1st Chief Minister of Gazankulu
- In office 1 February 1973 – 25 March 1993
- Preceded by: Himself (as Chief Councillor of Vatsonga)
- Succeeded by: Edward Mhinga

Personal details
- Born: 11 July 1920 Tzaneen, Transvaal Province, South Africa
- Died: 23 March 1993 (aged 72) Johannesburg, Transvaal Province, South Africa
- Resting place: Heroes Arces, Old Parliamentary Complex, Giyani
- Party: Ximoko Progressive Party
- Spouse: Beatrice Nina Ntsanwisi nee. Ntloko
- Children: 4
- Alma mater: Lemana College, University of Fort Hare, University of South Africa, Georgetown University
- Occupation: Teacher, Chief Inspector, Church Moderator, Professor, Chief Minister
- Profession: Teacher, Author, Politician
- Tribal Authority: Chief of the Majeje Tribal Authority

= Hudson William Edison Ntsanwisi =

South African politician (1920–1993)

Hudson William Edison Ntsanwisi (11 July 1920 - 23 March 1993) was the first Chief Minister of Gazankulu, a former bantustan in apartheid-era South Africa.

== Biography ==
Ntsanwisi was the first of three children born to William and Evelyn Ntsanwisi on 11 July 1920 at Shiluvane Swiss Mission Station, 30 km south of Tzaneen, Transvaal Province of South Africa. Hudson Ntsanwisi had a meritorious school career. He attended the Shiluvane Primary School where he passed the Higher Primary Standard VI Examination in 1935, being placed first in the Transvaal Province, he taught at Emmarentia Geldenhuys High School in Warmbaths, now known as Bela-Bela and then enrolled at the University of Fort Hare to finish his final year doing a BA degree. He later enrolled at the University of South Africa, where he obtained a master's degree in African studies in 1965. He then went on to attend Georgetown University in the United States, where he studied linguistics.

After graduating from the University of Fort Hare, he founded Shiluvane Secondary School in 1949. In 1960 he was seconded to the University of the North, where he was attached to the Department of African Languages. He later served as dean of students.

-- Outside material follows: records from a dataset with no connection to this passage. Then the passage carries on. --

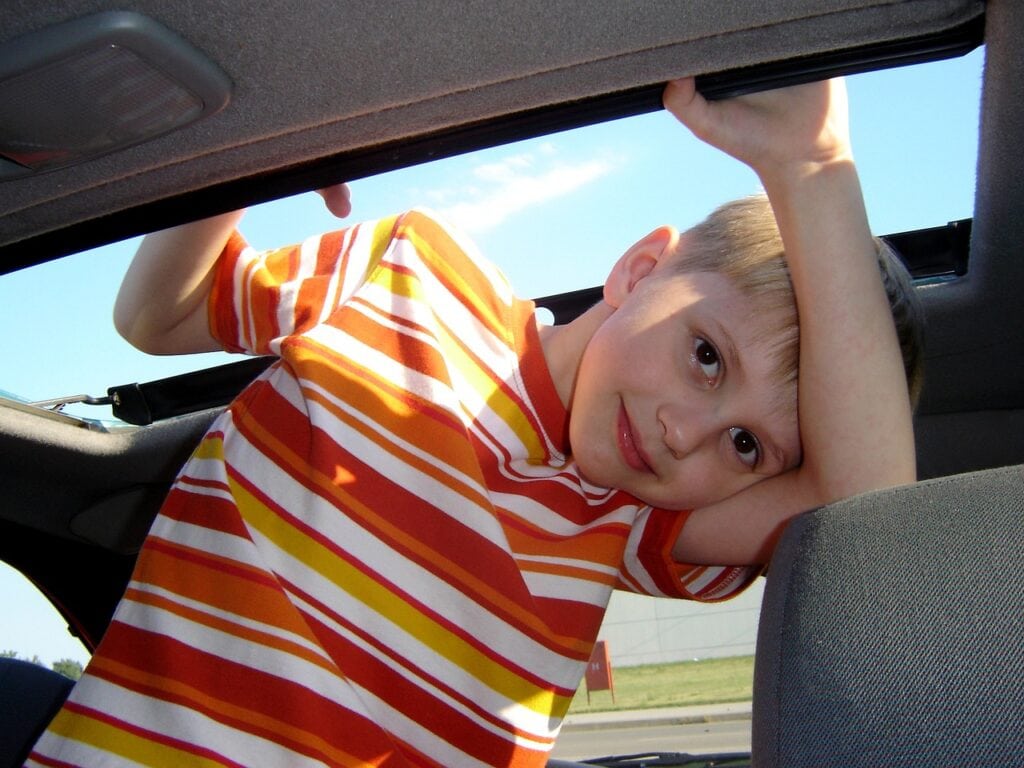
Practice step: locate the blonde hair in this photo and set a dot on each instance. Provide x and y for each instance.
(740, 240)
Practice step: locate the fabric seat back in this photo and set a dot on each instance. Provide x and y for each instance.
(892, 630)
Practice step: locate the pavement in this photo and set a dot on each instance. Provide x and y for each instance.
(664, 716)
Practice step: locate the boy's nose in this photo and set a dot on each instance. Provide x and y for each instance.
(684, 429)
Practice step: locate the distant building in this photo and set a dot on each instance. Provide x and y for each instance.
(642, 630)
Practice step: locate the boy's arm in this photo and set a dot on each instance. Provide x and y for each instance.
(854, 413)
(162, 305)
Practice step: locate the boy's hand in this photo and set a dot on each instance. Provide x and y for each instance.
(773, 131)
(338, 200)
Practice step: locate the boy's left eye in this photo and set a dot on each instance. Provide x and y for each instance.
(747, 445)
(706, 355)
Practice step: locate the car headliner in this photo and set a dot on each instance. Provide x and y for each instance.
(336, 90)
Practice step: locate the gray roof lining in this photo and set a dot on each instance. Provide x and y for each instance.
(437, 66)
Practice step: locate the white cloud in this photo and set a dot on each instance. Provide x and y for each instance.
(501, 188)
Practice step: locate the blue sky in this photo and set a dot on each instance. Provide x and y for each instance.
(553, 213)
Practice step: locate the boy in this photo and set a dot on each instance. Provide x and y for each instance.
(385, 554)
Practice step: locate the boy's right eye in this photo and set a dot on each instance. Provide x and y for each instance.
(706, 355)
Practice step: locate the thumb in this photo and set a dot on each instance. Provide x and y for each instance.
(337, 198)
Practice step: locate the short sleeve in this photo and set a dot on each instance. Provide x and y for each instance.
(259, 298)
(648, 567)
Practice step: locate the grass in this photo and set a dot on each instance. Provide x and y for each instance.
(680, 684)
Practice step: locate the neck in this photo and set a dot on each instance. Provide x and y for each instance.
(563, 347)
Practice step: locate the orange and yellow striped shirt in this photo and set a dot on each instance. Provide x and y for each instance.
(381, 553)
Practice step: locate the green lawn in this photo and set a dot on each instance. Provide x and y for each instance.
(707, 681)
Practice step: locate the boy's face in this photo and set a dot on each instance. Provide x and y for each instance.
(676, 398)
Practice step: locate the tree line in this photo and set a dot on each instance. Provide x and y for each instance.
(67, 667)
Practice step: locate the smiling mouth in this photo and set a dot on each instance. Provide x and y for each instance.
(629, 446)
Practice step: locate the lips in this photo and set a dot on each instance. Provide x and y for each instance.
(629, 443)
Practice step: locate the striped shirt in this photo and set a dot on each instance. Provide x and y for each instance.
(381, 553)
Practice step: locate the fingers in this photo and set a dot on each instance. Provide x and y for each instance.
(688, 107)
(337, 199)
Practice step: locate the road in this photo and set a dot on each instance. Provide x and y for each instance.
(729, 735)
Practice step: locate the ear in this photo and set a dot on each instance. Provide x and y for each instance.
(638, 261)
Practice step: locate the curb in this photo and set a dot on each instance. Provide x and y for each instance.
(666, 716)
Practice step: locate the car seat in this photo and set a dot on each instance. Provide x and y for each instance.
(892, 630)
(30, 696)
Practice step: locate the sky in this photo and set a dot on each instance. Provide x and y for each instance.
(554, 213)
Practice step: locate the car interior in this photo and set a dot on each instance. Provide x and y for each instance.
(892, 624)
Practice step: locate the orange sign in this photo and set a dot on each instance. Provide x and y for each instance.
(599, 671)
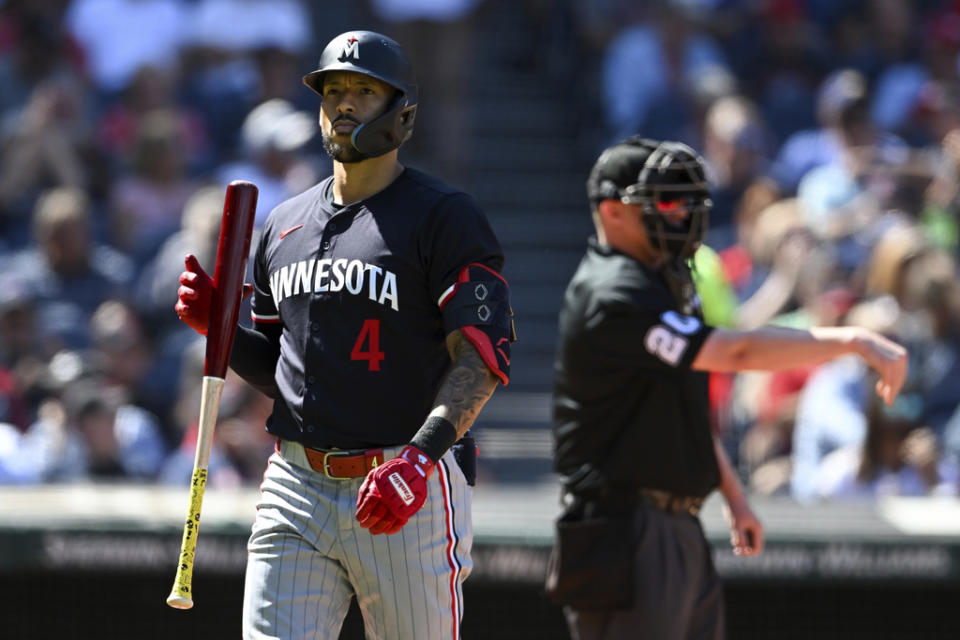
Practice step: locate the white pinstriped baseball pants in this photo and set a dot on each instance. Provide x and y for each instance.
(308, 556)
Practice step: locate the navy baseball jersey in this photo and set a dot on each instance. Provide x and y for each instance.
(357, 291)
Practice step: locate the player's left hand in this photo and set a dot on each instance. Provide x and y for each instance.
(394, 491)
(746, 530)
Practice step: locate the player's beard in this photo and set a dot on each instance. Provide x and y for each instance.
(344, 154)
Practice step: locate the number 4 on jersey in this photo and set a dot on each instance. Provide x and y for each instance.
(369, 333)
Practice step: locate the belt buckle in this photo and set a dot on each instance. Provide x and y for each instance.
(326, 466)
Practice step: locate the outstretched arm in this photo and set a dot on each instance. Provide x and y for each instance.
(775, 348)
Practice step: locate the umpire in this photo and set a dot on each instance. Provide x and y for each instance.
(634, 445)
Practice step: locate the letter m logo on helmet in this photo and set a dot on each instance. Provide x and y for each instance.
(351, 49)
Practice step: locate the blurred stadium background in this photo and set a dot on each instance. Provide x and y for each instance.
(832, 134)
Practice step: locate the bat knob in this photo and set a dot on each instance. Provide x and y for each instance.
(178, 601)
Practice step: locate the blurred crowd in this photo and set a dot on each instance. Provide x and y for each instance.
(831, 131)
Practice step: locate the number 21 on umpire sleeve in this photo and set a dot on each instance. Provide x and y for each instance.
(369, 333)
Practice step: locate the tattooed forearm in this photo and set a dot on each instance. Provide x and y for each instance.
(466, 387)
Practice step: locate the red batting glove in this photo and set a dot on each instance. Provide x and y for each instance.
(394, 491)
(195, 295)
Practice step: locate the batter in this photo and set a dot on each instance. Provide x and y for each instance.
(381, 327)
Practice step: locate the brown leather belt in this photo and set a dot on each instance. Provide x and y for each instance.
(344, 464)
(670, 502)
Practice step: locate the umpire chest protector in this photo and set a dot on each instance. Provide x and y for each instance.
(629, 412)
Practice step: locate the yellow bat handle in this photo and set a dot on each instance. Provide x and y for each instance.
(181, 595)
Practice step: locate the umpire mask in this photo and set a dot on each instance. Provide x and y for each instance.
(672, 176)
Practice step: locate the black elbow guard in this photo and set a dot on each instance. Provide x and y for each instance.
(479, 305)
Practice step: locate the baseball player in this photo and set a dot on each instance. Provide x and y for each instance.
(381, 327)
(634, 446)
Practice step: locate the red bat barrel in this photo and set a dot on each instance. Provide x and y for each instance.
(236, 229)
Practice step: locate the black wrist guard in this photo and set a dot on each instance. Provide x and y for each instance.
(435, 437)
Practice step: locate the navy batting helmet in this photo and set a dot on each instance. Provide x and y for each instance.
(379, 57)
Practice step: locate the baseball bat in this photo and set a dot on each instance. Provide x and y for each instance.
(233, 247)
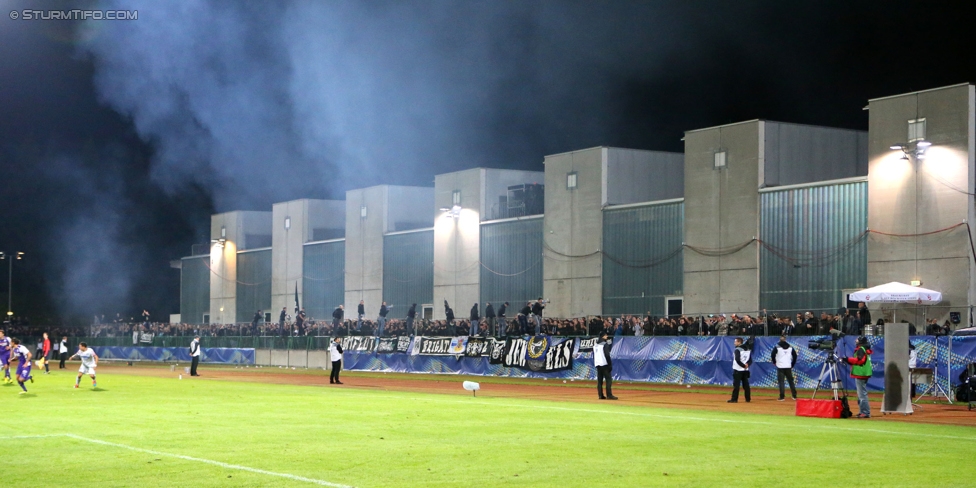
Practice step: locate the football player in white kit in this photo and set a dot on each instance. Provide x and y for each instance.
(89, 361)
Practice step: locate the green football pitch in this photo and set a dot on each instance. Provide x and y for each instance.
(151, 431)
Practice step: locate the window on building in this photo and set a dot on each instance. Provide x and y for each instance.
(720, 160)
(916, 130)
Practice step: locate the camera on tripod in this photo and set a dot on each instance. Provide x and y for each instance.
(825, 344)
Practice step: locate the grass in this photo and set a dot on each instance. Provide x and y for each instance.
(378, 438)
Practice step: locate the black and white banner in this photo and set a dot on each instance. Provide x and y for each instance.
(358, 344)
(587, 343)
(387, 345)
(440, 346)
(540, 353)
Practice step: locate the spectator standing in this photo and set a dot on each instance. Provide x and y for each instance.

He was the first African layman to hold the position of moderator of the Tsonga Presbyterian Church, now known as the Evangelical Presbyterian Church in South Africa -an office he held for a period of 12 years. During this period he attended international church conferences in Africa and overseas as a delegate of the church.

Ntsanwisi was also a prolific writer in his subject. He published a novel "Masungi" in Xitsonga, and a series of Tsonga Readers for Primary Schools, Makomba Ndlela. He was the first African author to write such a series. He also published one scientific work in Linguistics entitled "A Descriptive Study of the Idiom in Tsonga".

After returning to South Africa, he worked as a teacher, and later as a school inspector in 1956 in the northern Transvaal Province. He became the first Chief Minister of Vatsonga-Machangana Territorial Authority (which was later renamed Gazankulu) in 1969. He served as Chief Minister until his death in 1993. In 1979, the Legislative Assembly in recognition of his dedicated, distinguished and devoted service, conferred on him the Chieftainship of Majeje which he finally accepted in 1985. In 1980, the degree of Doctor of Administration(Honoris Causa) was conferred on him by the University of the North in recognition of his contribution to education and nation building.

Ntsanwisi was an offspring of the Maluleke Royal House. He was a great-grandson of Majeje, the son of the great Chieftain Maxakadzi of the Maluleke clan.

Ntsanwisi was a supporter of South African President F.W. de Klerk and Nelson Mandela, and their reforms which ultimately led to the end of apartheid in 1994.

===Ximoko===
Ntsanwisi founded the Ximoko cultural organisation in 1984, which became a political party in 1990.